Raising reconnect_timeout keeps the browser waiting longer before it reconnects, allowing the update to complete and render.

import plotly.graph_objects as go
import dataretrieval.nwis as nwis
from nicegui import ui
chart = go.Figure(go.Scattermap(
    fill="toself",
    lon=[-90, -89, -89, -90],
    lat=[45, 45, 44, 44],
    marker={'size': 10, 'color': 'orange'},
    name='BBox'
))
chart.update_layout(
    margin=dict(l=0, r=0, t=0, b=0),
    width=400,
    showlegend=False,
    map={
        'style': 'carto-darkmatter',
        'center': {'lon': -90, 'lat': 44},
        'zoom': 5,
    },
)
panel = ui.plotly(chart)
def refresh_map():
    dataset, meta = nwis.get_info(bBox=[-90, 44, -89, 45])
    lat_series = dataset['dec_lat_va']
    lon_series = dataset['dec_long_va']
    labels = dataset['station_nm']
    # Avoid stacking multiple traces on repeated clicks
    chart.data = []
    chart.add_trace(go.Scattermap(
        lon=lon_series,
        lat=lat_series,
        fill=None,
        mode='markers',
        marker={'size': 15, 'color': 'blue'},
        text=labels,
        name='sites',
    ))
    panel.update()
ui.button('Update', on_click=refresh_map)
ui.run(title='Test', reconnect_timeout=60)
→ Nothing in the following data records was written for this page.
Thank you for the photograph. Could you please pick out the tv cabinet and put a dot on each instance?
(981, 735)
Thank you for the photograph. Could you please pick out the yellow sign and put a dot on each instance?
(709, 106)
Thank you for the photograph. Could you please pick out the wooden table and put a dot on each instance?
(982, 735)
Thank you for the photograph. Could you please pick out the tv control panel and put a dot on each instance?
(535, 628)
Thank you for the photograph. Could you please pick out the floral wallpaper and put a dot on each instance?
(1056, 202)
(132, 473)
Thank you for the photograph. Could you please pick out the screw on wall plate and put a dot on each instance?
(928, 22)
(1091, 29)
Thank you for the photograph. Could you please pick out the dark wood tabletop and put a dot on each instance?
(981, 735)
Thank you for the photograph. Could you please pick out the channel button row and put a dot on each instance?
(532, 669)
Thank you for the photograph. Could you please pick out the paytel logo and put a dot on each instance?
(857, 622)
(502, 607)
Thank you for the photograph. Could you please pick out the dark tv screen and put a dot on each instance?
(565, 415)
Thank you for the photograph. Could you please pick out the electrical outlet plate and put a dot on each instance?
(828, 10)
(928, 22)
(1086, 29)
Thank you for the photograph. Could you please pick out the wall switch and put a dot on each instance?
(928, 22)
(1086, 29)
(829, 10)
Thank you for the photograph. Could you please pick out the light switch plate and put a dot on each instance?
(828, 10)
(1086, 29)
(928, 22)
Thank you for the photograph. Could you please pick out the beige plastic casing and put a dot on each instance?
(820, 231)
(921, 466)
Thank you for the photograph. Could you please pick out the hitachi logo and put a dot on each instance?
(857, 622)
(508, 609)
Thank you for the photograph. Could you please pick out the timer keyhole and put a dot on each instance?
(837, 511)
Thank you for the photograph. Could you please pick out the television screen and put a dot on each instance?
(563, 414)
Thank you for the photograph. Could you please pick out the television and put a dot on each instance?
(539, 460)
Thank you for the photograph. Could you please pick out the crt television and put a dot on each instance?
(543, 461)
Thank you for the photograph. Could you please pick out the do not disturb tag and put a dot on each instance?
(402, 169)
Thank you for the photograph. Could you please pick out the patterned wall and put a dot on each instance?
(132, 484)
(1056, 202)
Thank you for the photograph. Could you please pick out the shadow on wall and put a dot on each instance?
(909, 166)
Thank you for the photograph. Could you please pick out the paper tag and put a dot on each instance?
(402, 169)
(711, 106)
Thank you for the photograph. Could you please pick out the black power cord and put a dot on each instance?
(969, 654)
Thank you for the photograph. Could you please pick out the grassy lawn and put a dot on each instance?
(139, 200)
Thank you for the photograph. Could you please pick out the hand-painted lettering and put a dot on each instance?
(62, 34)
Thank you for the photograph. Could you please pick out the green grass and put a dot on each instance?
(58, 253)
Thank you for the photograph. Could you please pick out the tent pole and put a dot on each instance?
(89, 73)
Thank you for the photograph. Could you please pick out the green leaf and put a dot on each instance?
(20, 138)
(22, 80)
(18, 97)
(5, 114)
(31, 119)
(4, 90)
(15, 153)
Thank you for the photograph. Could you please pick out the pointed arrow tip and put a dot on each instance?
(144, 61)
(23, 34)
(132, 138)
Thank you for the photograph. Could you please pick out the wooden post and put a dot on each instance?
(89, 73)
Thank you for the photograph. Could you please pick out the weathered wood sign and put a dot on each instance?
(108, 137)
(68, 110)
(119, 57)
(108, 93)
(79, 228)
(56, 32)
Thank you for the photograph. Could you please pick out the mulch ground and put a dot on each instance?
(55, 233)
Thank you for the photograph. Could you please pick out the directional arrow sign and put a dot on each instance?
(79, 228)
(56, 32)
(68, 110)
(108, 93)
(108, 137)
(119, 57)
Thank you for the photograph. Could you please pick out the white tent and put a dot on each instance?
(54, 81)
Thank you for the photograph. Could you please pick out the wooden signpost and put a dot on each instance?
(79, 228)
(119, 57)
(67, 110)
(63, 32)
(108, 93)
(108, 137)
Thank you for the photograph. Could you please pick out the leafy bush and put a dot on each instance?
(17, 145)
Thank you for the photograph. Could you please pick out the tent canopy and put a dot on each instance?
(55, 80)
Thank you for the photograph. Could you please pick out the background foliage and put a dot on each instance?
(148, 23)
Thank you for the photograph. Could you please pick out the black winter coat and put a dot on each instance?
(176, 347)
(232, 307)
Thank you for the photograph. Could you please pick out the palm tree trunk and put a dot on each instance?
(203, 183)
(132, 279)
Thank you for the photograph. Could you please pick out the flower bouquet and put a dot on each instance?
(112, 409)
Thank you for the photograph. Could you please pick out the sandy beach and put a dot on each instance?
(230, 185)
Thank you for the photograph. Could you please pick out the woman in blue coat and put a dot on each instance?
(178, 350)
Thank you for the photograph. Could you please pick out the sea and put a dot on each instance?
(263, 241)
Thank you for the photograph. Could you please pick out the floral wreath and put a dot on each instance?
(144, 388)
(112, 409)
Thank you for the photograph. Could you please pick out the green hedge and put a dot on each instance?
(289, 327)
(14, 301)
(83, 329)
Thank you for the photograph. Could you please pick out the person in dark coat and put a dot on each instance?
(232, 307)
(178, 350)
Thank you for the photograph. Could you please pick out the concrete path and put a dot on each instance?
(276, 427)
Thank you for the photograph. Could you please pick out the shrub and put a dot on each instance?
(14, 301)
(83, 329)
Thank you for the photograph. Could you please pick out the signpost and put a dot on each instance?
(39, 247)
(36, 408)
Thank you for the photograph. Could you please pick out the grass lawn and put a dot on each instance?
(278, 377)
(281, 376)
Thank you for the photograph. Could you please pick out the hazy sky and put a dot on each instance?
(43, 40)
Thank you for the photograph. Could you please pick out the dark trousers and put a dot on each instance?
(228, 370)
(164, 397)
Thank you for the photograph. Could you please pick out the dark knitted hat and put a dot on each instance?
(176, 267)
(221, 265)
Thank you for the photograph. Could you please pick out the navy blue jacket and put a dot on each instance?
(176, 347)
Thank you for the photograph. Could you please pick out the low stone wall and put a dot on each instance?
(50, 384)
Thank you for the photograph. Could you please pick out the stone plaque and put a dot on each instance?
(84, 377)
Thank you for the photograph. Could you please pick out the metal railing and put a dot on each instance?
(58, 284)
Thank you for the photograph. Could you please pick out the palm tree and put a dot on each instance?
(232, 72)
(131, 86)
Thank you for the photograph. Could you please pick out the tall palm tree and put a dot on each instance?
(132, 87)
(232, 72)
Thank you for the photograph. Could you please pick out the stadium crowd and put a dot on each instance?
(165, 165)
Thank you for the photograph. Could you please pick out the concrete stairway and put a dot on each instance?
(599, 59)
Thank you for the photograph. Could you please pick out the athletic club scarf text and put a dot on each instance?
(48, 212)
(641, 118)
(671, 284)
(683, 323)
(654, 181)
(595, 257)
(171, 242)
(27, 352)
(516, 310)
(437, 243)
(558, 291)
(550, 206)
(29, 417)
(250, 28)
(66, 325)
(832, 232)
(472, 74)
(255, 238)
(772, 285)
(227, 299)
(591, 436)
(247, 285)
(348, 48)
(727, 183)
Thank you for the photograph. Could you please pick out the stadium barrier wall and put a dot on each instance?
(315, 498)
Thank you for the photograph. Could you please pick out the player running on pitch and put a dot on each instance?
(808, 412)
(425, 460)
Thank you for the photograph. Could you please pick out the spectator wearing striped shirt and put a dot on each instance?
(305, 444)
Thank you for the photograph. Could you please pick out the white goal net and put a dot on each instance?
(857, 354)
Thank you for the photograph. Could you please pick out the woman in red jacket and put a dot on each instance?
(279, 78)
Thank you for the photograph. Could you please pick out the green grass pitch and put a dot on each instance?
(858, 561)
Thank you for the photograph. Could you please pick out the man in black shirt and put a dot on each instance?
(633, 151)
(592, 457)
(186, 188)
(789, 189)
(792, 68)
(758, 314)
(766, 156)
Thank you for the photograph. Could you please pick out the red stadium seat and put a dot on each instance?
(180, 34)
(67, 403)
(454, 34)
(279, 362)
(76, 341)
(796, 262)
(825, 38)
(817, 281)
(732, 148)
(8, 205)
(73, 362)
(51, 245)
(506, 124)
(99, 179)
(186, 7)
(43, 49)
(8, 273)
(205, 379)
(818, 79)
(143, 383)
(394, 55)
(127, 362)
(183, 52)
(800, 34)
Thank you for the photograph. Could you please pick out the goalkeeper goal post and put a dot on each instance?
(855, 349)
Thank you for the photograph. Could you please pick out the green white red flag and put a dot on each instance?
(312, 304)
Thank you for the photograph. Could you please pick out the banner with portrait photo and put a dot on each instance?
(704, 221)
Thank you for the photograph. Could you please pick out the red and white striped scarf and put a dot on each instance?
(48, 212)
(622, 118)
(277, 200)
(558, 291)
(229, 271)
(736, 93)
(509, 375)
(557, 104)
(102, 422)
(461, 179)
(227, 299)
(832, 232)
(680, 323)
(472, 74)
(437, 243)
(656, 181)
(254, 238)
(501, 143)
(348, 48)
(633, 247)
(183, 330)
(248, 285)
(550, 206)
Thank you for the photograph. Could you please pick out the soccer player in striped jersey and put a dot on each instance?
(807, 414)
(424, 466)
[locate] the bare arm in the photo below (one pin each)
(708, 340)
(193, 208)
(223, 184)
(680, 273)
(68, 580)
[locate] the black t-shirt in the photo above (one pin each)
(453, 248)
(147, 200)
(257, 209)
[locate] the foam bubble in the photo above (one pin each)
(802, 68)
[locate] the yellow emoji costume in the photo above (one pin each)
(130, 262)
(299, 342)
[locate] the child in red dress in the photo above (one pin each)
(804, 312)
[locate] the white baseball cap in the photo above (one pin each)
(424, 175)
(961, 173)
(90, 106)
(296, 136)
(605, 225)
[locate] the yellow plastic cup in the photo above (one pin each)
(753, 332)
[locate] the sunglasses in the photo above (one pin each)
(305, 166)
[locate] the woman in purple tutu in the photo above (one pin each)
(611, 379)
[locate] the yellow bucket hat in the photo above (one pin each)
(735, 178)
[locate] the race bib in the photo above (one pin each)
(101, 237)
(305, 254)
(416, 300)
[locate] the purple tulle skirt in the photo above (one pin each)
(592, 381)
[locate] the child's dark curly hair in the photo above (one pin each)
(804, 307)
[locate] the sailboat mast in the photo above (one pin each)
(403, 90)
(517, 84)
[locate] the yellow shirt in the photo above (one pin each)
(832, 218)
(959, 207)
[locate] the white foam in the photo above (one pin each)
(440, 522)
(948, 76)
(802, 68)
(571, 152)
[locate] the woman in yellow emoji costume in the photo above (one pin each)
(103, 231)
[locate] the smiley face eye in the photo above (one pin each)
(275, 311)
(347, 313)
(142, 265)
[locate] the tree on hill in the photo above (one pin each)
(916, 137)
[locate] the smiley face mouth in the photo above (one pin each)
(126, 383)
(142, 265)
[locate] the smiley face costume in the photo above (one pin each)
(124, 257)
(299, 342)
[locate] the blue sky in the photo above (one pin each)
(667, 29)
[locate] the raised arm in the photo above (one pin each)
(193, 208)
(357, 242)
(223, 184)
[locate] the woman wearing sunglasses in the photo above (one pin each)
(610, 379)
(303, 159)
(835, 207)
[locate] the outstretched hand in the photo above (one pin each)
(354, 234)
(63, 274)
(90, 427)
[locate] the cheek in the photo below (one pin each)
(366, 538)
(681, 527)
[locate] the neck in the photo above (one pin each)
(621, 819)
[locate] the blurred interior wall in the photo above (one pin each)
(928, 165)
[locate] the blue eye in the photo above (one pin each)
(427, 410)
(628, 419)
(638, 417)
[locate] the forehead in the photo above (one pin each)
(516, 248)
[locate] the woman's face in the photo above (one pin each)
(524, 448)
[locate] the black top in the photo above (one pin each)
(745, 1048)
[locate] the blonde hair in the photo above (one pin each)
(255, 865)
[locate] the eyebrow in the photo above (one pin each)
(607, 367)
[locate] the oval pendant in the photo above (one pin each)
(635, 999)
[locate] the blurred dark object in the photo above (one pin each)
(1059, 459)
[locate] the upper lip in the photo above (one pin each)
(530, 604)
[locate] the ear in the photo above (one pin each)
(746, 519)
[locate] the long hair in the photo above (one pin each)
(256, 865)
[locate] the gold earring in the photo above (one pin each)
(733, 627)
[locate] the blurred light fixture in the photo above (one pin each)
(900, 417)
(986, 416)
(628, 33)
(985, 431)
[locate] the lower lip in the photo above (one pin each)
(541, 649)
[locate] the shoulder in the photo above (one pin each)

This approach is partial: if the data retrieval takes even longer, the reconnection delay must grow accordingly. In such cases it’s better to move the work off the main thread.

Robust approach: run the long task in the background

NiceGUI provides run.cpu_bound() for CPU-heavy code and run.io_bound() for I/O-heavy operations. They accept a function name along with positional and/or named arguments, and execute it off the UI thread. In practice, sending named arguments directly to nwis.get_info through run.cpu_bound can format bBox incorrectly, so a tiny wrapper helps pass kwargs as expected.

import plotly.graph_objects as go
import dataretrieval.nwis as nwis
from nicegui import ui, run
# Small wrapper to forward keyword arguments correctly
def proxy_fetch(**kwargs):
    return nwis.get_info(**kwargs)
async def refresh_map():
    dataset, meta = await run.cpu_bound(proxy_fetch, bBox=[-90, 44, -89, 45])
    lat_series = dataset['dec_lat_va']
    lon_series = dataset['dec_long_va']
    labels = dataset['station_nm']
    chart.data = []
    chart.add_trace(go.Scattermap(
        lon=lon_series,
        lat=lat_series,
        fill=None,
        mode='markers',
        marker={'size': 15, 'color': 'blue'},
        text=labels,
        name='sites',
    ))
    panel.update()
chart = go.Figure(go.Scattermap(
    fill="toself",
    lon=[-90, -89, -89, -90],
    lat=[45, 45, 44, 44],
    marker={'size': 10, 'color': 'orange'},
    name='BBox'
))
chart.update_layout(
    margin=dict(l=0, r=0, t=0, b=0),
    width=400,
    showlegend=False,
    map={
        'style': 'carto-darkmatter',
        'center': {'lon': -90, 'lat': 44},
        'zoom': 5,
    },
)
panel = ui.plotly(chart)
ui.button('Update', on_click=refresh_map)
ui.run(title='Test')

With this setup, the long-running call no longer blocks the server, and updates render without tweaking reconnect_timeout.

Why this detail matters

UI event handlers that perform long work can temporarily stall the server, causing the browser to lose the session and reconnect. Understanding that behavior helps avoid confusing symptoms like missing updates, and it keeps interactive charts usable. Offloading long tasks or increasing the reconnection window are both valid strategies depending on how long the operation takes.

Takeaways

If a Plotly Scattermap in a NiceGUI app updates correctly at startup but not on click, the difference is timing. Fetching data ahead of time completes before the browser connects, while doing it inside a handler can block the server. Start with a larger reconnect_timeout if you need a fast fix. For a more resilient approach, use NiceGUI’s run.cpu_bound or run.io_bound to execute the work in the background, and reset chart.data when you don’t want to stack multiple traces across updates.

The article is based on a question from StackOverflow by DrewGIS and an answer by furas.